Monday, October 7, 2013

Who's coming through the "Door" at Lakeside?

The "Door"
Hayam Salomon
Hayam Salomon in Chicago
This year at Lakeside Congregation we have a door on the Bimah and every Sunday morning at 10:00 am when T'filah are scheduled to begin our Mad Scientist, AKA as Noah Whiteman, helps to bring a new character from American Jewish history through the door.  We began with Hayam Salomon, (Bill Goodman) who helped finance the Revolutionary War AND has a statue in Chicago at Wacker and Wabash with George Washington.    

We invite our guest to stay and pray with us; and those guests who have been from the 1700-1800's so far are very surprised to see that we pray with men and and women sitting together, have someone playing guitar and have a siddur in English and Hebrew. They are very pleased to see the future of American Jewry.  They are very happy to see that American Jewry is alive and well in 2013.

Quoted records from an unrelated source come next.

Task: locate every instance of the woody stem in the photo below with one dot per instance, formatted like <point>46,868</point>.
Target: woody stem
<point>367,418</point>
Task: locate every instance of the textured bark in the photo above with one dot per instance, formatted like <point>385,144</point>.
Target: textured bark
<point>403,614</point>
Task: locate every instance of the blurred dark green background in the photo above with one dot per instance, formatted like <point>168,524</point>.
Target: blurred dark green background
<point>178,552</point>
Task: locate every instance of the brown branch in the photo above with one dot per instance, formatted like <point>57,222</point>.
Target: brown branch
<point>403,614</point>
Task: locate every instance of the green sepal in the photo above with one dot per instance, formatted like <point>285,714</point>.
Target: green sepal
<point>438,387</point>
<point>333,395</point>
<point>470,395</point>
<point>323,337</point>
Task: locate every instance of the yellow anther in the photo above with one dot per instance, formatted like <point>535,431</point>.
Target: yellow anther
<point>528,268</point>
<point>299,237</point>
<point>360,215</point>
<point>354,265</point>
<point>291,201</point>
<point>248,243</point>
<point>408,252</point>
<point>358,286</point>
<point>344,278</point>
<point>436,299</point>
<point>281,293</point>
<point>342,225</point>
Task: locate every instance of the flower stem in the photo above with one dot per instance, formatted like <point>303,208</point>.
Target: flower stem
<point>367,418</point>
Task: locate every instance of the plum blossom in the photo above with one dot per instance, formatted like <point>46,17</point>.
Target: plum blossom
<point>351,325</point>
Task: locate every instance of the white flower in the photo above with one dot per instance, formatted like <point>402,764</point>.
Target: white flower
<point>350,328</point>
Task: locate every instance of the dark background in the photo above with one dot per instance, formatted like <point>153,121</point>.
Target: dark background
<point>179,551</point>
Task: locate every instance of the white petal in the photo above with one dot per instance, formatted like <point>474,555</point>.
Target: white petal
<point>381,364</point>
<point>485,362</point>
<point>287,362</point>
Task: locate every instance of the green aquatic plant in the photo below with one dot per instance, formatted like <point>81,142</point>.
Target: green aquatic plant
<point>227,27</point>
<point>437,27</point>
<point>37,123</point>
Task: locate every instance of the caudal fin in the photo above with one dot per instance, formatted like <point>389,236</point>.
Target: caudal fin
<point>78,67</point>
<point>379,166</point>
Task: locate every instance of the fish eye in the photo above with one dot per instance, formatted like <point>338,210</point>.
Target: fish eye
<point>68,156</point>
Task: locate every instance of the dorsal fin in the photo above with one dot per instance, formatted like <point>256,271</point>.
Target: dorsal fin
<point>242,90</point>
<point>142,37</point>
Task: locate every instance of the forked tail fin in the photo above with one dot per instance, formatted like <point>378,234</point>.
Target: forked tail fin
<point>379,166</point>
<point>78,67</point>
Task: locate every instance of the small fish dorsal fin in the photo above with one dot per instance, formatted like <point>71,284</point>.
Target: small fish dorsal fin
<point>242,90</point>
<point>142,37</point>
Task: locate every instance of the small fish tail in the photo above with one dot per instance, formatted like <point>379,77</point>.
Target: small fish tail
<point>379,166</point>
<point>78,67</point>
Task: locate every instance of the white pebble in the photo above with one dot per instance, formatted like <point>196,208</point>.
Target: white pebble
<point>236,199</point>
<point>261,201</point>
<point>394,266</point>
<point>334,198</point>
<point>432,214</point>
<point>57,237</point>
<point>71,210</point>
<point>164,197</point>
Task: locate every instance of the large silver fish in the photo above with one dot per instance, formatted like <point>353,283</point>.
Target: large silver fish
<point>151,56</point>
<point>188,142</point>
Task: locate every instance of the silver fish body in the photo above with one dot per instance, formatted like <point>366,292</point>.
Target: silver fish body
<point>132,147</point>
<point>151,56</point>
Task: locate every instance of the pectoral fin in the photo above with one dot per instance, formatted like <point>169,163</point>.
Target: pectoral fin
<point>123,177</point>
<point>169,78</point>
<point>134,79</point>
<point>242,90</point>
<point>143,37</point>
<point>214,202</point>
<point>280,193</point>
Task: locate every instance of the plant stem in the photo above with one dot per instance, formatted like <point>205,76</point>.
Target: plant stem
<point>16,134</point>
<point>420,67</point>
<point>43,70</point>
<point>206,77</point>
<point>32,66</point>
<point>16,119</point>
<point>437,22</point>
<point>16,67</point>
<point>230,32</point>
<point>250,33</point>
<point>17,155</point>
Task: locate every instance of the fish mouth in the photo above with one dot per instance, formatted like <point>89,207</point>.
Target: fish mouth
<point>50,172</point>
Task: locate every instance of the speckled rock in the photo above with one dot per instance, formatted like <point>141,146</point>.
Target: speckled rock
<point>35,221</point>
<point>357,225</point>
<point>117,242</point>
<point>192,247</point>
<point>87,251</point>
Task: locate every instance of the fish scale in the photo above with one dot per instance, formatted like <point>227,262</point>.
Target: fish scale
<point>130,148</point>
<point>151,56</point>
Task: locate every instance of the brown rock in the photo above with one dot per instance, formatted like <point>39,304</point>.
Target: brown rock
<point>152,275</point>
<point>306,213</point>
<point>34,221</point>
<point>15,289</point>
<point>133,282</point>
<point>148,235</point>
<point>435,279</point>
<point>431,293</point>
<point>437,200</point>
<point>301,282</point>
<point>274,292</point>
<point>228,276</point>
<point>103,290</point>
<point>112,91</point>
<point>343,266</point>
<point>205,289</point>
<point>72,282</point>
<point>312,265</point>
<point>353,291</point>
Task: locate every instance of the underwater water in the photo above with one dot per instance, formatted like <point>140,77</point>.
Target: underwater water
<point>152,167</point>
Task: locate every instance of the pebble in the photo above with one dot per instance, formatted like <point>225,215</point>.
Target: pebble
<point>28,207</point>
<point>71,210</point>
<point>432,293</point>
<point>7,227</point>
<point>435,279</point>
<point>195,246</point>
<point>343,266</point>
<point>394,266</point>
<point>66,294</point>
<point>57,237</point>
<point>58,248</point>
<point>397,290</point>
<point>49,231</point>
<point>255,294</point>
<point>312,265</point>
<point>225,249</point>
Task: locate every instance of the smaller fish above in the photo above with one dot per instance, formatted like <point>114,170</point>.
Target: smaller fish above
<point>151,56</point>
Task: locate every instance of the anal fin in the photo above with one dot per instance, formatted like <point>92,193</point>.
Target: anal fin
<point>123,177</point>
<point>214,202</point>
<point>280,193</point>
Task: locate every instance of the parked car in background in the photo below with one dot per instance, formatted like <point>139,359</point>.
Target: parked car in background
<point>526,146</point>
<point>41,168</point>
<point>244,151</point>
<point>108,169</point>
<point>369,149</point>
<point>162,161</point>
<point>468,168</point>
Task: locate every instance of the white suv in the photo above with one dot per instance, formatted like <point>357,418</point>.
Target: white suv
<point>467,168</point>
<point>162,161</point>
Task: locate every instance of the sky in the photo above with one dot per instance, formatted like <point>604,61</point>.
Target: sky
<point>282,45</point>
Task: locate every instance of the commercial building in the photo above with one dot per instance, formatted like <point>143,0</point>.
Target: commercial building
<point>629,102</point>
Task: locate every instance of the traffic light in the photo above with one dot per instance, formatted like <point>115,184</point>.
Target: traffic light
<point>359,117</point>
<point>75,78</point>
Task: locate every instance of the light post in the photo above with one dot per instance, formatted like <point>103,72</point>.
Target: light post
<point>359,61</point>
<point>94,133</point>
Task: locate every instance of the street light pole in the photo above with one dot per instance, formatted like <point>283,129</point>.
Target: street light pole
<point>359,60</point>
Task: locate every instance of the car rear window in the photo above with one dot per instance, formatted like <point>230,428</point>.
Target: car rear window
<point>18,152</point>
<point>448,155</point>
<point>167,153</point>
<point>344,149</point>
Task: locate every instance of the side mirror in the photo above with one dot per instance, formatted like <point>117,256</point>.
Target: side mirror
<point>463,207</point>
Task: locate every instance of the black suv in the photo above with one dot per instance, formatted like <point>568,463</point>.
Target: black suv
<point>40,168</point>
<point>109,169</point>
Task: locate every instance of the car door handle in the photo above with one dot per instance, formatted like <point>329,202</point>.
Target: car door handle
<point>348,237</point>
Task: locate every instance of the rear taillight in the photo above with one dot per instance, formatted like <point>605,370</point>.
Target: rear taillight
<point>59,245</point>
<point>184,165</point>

 After Hayam Salomon we went back even farther in time and brought back Asser Levy, (Michael Schaffer). Asser Levy was one of the first Jewish settlers of the Durch colony of New Amsterdam on Manhatten Island. He was also the first  Jew to own a house in the New World, to be a solider in the army and to the first Jewish Butcher.  You can see him with his butcher's apron below.

Asser Levy and our Mad Scientist
  Rebecca Gratz, (Emily Crane), was our next visiter and she  helped to establish the first Sunday school, for which all of my students were very thankful. At the age of 20 in 1801 she helped to found the Female Association for the Relief of Woman and Children in Reduced Circumstances.  Later on her family founded Gratz College which is still in Philadelphia today.  She was astonished to see me lead t'filot in pants but I think we won her over.

Before we our guest goes back into time to finish their important work they sign our door and we sing them back into time.  We have a wonderful song, composed and sung by our own Adam Kahan, Dor L'Dor (from generation to Generation and a pun on Door) We want to make sure all our guests get back in time to complete their work and make their mark on history.  We also put their picture on our website with a short biography to help us remember them.

Besides our students learning about Jewish history, this project is a wonderful way to include parents and congregants in a weekly project.  The costumes are simple and wigs or hats go a long way every week.   I plan on raiding the local Halloween stores early on November 1st this year.
Rebecca Gratz

This idea was originally the brain child of Anne Stein at Congregation Etz Chaim in Lombard.  This year Anne and I have shared this project and have a wonderful time planning together.  We are looking forward to a fun year of costumes, characters and congregants.